Sunday, February 7, 2010

A Cow Farm and the Globalization Rant

Every day on the way to work we drive past a farm on 16th Avenue and Kennedy Road. I have no idea how big the farm is, being no judge of the size of an area by sight, but for us city-people squeezed on the towel-sized properties, it seems huge. It has a fenced off area with a barn, where in good weather a couple of dozens of black-and-white cows graze lazily, or linger in the shade of the few scrawny trees. Next to the cow-land is a corn field, covering the whole gentle slope of the hill, in my estimate some 500 by 500 yards, or so. For some unexplainable reason, seeing the cows during the commute always have a calming effect on both, Meg and me. Usually we greet them with "hi girls," to which they always respond by staring at the general direction of the traffic and not acknowledging the greeting they couldn't have heard anyway.

A couple of weeks ago we read in the community newspaper that the farm had been sold to a house-building company for $100 million. Not a laughable amount, and who can blame the farmer for selling? Looking at the broader picture, I wonder where does the greed stop and the reason start? I must confess, our own house, and the whole community around it, is built on the former farmland. I know it sounds hypocritical ranting against the same process that benefited us, but losing that farm almost seems like something personal is being taken away. Our city is growing and becoming more crowded by the day, slowly defying the purpose of moving away from the traffic and bustle of the downtown Toronto. The few remaining farmlands are the last open spaces, giving us room for breathing and preventing the claustrophobia of what's to become. But slowly, one by one, they succumb to the brutal advance of—not progress, but profit! Almighty dollar is the only fact featuring in any argument around here—and where is it taking us? Take, for example, globalization.

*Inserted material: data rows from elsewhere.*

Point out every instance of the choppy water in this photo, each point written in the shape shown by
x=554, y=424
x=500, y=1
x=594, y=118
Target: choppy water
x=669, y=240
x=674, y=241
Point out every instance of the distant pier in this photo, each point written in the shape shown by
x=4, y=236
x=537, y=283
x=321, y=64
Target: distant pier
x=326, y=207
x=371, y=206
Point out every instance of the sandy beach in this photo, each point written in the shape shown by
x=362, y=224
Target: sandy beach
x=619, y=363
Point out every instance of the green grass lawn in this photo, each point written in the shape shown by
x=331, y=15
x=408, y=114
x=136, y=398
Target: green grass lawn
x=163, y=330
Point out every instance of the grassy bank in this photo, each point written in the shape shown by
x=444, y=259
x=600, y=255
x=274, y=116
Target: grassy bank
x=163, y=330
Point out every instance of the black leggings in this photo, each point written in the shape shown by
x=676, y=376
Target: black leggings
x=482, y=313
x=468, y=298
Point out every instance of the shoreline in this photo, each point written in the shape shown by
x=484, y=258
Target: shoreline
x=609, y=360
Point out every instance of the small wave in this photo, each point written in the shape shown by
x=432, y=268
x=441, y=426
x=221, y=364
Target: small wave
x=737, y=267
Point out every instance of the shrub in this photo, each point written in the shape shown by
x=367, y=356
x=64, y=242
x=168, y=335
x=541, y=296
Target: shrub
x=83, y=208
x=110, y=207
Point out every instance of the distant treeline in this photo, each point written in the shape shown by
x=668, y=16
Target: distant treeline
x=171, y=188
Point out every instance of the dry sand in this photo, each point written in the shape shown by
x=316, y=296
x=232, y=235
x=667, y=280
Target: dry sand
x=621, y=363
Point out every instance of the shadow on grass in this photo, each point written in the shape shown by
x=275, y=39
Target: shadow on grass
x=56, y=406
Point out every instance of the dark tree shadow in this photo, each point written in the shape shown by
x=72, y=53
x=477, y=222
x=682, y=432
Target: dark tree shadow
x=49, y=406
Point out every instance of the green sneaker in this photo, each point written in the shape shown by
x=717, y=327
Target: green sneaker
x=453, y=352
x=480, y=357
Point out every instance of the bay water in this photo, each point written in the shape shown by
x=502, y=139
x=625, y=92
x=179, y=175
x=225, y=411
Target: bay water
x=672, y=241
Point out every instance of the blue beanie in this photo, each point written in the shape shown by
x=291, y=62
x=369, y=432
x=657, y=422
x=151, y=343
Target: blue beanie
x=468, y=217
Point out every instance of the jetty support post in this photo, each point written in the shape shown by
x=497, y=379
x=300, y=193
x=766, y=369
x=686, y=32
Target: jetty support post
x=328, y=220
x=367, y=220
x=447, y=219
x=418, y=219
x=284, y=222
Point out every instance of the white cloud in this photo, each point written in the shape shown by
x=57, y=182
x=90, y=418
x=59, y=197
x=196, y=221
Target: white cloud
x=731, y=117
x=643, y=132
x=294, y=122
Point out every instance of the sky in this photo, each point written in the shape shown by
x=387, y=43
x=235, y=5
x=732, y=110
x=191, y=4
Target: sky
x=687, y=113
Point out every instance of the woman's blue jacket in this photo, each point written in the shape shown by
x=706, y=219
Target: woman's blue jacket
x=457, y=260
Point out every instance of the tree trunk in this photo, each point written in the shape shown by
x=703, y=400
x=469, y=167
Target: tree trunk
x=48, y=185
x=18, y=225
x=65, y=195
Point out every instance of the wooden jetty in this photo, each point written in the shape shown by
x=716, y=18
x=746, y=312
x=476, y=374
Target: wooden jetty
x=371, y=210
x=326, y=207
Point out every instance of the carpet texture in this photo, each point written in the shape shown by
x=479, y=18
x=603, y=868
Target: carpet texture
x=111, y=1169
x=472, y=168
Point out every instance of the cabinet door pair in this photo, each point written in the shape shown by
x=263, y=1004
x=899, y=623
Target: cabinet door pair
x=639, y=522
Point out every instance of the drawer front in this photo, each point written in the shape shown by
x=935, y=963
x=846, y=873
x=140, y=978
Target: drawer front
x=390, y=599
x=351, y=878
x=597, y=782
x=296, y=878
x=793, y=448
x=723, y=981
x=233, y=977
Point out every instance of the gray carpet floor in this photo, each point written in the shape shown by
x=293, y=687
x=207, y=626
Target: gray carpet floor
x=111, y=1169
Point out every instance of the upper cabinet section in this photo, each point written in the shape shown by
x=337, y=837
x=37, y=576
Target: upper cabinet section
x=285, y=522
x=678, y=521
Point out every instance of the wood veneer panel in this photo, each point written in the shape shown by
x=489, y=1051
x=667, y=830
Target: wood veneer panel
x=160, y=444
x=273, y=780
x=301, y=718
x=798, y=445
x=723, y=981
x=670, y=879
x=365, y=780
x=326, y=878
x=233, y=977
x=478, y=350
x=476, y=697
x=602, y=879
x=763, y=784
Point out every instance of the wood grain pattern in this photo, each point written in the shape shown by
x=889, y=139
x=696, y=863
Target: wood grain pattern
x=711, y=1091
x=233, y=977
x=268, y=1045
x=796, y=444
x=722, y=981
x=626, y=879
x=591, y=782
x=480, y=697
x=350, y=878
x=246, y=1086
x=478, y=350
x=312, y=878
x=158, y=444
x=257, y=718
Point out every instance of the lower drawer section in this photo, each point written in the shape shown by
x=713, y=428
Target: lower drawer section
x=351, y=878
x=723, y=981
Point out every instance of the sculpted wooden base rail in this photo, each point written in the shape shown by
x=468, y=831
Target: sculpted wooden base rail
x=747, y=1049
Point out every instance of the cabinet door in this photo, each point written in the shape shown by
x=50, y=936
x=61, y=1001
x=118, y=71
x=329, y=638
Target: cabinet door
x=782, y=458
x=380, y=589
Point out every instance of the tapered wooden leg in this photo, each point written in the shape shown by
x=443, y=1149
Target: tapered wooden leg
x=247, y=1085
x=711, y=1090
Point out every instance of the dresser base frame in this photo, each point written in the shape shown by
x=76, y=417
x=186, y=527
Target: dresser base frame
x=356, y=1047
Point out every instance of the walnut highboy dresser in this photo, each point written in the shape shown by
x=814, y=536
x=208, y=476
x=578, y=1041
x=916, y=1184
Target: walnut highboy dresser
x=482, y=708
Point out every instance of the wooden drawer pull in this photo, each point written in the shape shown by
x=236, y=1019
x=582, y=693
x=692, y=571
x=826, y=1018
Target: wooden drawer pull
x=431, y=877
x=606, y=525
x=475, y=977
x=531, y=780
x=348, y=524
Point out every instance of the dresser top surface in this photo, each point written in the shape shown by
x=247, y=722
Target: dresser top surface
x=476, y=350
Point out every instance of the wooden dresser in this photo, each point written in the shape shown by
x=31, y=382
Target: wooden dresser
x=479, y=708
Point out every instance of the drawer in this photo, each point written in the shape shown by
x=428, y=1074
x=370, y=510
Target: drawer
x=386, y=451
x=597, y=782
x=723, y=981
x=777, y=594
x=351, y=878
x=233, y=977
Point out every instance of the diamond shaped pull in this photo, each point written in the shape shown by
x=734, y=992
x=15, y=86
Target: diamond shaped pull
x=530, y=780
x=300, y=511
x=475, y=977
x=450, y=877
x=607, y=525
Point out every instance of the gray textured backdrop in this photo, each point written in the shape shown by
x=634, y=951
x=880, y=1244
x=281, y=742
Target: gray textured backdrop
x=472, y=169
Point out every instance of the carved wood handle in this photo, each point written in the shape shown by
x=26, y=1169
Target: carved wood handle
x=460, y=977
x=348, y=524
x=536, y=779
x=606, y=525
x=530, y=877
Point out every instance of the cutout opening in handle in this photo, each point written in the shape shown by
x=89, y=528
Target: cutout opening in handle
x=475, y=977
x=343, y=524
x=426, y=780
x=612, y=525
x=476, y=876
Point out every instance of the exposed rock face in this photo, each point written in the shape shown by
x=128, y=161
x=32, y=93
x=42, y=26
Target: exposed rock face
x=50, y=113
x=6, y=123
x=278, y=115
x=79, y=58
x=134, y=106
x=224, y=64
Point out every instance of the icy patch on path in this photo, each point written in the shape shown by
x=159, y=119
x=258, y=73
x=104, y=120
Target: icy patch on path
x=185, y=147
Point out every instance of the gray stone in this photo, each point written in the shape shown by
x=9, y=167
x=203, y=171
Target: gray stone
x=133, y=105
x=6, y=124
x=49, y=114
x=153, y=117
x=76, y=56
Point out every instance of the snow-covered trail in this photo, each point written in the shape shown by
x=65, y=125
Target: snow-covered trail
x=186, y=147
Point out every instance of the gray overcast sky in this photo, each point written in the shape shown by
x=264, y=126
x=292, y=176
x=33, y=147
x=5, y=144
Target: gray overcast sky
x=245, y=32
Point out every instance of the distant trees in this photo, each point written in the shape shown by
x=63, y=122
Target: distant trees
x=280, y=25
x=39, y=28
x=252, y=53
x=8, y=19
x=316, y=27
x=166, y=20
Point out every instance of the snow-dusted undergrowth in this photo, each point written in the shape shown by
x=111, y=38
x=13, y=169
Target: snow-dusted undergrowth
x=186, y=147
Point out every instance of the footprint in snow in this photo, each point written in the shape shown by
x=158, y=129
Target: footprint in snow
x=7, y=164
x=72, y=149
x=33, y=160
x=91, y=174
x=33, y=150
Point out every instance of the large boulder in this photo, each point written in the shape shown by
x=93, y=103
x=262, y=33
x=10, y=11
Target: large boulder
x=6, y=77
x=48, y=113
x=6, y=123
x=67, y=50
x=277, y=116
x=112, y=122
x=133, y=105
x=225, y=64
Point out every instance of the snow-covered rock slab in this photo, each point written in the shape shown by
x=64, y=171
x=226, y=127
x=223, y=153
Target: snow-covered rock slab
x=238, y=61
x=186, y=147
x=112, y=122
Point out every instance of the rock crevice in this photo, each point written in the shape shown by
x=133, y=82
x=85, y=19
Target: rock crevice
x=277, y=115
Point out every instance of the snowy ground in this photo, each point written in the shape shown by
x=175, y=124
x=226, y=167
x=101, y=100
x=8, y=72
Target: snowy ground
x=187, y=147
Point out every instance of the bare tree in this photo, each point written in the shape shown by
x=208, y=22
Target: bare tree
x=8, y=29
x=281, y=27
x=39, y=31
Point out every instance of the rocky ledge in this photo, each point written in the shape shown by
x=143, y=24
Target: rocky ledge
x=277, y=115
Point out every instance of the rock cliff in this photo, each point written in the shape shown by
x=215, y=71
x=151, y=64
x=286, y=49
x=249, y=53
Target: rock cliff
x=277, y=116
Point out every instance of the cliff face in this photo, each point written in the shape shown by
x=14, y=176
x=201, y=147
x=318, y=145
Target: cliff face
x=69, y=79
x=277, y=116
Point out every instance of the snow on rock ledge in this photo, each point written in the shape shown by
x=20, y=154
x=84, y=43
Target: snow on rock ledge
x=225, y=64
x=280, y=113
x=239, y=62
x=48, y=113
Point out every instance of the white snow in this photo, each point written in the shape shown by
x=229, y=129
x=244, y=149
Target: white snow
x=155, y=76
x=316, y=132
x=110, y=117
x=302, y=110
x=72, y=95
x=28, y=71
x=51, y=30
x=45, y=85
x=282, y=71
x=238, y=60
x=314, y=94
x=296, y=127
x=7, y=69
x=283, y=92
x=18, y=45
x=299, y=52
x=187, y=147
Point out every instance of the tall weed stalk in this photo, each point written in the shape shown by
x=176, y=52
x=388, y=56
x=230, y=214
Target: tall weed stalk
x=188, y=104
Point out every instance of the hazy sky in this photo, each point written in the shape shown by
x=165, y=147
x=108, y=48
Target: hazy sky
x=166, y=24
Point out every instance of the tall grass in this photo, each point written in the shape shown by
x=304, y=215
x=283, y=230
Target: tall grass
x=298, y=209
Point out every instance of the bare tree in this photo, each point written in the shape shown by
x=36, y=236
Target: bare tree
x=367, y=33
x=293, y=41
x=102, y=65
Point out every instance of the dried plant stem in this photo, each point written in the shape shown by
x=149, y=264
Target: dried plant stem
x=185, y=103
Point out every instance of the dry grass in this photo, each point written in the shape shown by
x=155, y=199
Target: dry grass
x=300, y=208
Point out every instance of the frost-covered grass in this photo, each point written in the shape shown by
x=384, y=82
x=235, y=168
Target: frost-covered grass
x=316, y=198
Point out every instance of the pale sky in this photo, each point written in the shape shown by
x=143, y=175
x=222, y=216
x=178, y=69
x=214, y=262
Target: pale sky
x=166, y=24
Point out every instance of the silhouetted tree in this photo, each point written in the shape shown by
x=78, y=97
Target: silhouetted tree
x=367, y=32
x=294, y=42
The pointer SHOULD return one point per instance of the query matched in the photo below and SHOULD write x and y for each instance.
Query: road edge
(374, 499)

In the news last night was a report that China is artificially maintaining its currency 40% lower of its real value, to retain their export supremacy over the West. The companies interested in exporting to China are discouraged by the unfavorable price their goods can fetch there. In turn, the Chinese are littering the world with cheap products. Ah, one must love globalization!

So, up here in the frozen west, what have we got from globalization? First, we got new global markets for our firms to export to, neglecting local ones and in process making some very rich people much richer. We watched as not only the whole companies moved to the cheaper lands, but also as the jobs for those companies remaining here are being outsourced wherever the cheaper labor can be found. Now we have our local phone lines being connected in India, our bank statement and transactions being explained to us from Asia or Middle East, our jobs migrating away, while desperate immigrants in search for better life still flock to Canada and compete for the few remaining jobs.

Home grown businesses, on the other hand, seem to have only one goal: to be sold to a huge international corporation for a lot of money. No one is even starting a business with intention to grow and develop it, to keep it in the family and prosper from and with it.

The way I see it, the only way for our economy to move forward is to stop the drive for globalization and outsourcing, and to build the lasting business models at home. Though, I'm afraid, it could be too late to save what's left.